US 11,675,764 B2
Learned data ontology using word embeddings from multiple datasets
Zuye Zheng, San Francisco, CA (US); Vaibhav Garg, San Francisco, CA (US); Sumitkumar Kukkar, Dublin, CA (US); Timothy Noonan, Beulah, CO (US); Evan Tsao, San Francisco, CA (US); Thushara Paul, San Francisco, CA (US); and Behzad Farhang Richey, Los Angeles, CA (US)
Assigned to Salesforce, Inc., San Francisco, CA (US)
Filed by Salesforce.com, Inc., San Francisco, CA (US)
Filed on Oct. 16, 2020, as Appl. No. 17/72,615.
Prior Publication US 2022/0121636 A1, Apr. 21, 2022
Int. Cl. G06F 16/22 (2019.01); G06F 40/284 (2020.01); G06F 16/28 (2019.01); G06F 16/29 (2019.01); G06F 16/2455 (2019.01)

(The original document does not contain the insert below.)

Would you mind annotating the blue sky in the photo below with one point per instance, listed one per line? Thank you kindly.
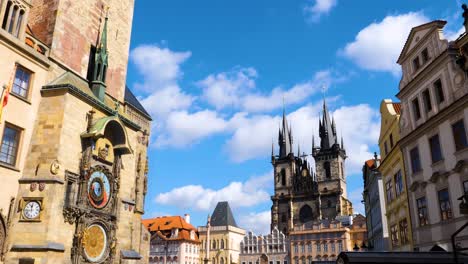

CPC G06F 16/2237 (2019.01) [G06F 16/221 (2019.01); G06F 16/2282 (2019.01); G06F 16/24553 (2019.01); G06F 16/288 (2019.01); G06F 16/29 (2019.01)] 16 Claims
OG exemplary drawing
 
1. A method for data processing, comprising:
generating a master dataset that includes data from a plurality of datasets, the master dataset comprising a plurality of rows that include a dataset name associated with a dataset of the plurality of datasets, an indication of a field from the dataset, a value corresponding to the field, and an indication of a number of occurrences of the value within the dataset of the plurality of datasets;
generating a plurality of text strings for the plurality of rows in the master dataset, the plurality of text strings including a tokenized field string, a tokenized value string, and a non-tokenized field name string, wherein the non-tokenized field name string is positioned between the tokenized field string and the tokenized value string;
generating a plurality of vectors associated with the master dataset by using a word embedding function to process the plurality of text strings;
generating, using the word embedding function, a query vector corresponding to a received query; and
executing the received query to retrieve query results from the master dataset, wherein retrieving the query results comprises determining that a cosine similarity between the query vector and at least one vector of the plurality of vectors satisfies a similarity threshold.